FREDDY’S LAST HURRAH
Huy, July 2006. The Tour de France stage was about to roll out. A panting, sweating, stressed-out middle-aged man with the face of a venerable suntanned garden gnome was running through the cars parked ahead of the start line. Freddy Maertens had been left behind by the VIP car with which he was supposed to be travelling to the finish in Saint-Quentin and was desperate for a lift.
We put Freddy in the car and drove him down the course through Belgium until he had sorted things out; after a flurry of phone calls involving his wife Carine, eventually we passed him on to another car. It felt like picking up George Best at the roadside.
The episode reflected the vulnerability that had marked Maertens’s rags-to-riches-to-rags trajectory. I can’t imagine finding any other great of cycling’s past in that situation. Who would dare drive away from a Tour stage start having left Bernard Hinault scrabbling around for a ride?

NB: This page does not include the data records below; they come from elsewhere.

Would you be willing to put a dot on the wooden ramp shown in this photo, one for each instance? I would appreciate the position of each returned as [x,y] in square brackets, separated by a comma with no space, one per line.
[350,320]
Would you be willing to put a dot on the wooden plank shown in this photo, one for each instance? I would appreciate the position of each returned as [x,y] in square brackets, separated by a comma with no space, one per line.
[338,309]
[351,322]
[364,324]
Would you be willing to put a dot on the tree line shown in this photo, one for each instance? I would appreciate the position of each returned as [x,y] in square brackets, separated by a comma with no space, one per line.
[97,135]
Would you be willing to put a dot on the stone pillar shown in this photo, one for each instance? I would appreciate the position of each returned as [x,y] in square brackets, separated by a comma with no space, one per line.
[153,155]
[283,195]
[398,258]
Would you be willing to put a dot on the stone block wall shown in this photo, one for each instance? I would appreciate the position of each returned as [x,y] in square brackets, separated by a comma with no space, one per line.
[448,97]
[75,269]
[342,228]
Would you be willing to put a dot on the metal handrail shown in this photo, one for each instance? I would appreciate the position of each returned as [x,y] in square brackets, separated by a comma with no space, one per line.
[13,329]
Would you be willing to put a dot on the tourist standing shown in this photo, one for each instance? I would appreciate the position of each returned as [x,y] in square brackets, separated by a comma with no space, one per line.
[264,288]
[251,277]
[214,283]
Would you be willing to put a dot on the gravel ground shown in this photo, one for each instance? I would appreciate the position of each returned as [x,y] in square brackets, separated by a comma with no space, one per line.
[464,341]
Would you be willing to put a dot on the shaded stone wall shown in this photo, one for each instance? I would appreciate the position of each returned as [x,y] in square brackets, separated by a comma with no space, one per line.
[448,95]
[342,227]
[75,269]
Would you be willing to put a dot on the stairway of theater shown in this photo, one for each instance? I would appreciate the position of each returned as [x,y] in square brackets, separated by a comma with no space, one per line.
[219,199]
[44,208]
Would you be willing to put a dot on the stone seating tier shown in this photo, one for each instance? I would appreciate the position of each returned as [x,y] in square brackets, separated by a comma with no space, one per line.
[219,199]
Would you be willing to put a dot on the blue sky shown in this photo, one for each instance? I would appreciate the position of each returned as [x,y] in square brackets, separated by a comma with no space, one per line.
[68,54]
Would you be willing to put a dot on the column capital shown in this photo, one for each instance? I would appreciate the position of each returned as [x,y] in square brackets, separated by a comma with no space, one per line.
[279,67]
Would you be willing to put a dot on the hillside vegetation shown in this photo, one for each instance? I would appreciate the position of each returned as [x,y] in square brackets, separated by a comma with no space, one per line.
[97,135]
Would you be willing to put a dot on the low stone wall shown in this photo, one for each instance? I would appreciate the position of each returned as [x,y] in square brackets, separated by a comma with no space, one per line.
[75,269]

When I interviewed Maertens in 2017, he was trying to put the past behind him. He’d had heart problems, and it had taken him years to fix his financial issues, which began when his sponsor failed to pay him for 18 months. There were poor investments and a massive tax bill. He asked to be paid for the interview, and he took the money up front. He was working at the Tour of Flanders museum in Oudenaarde.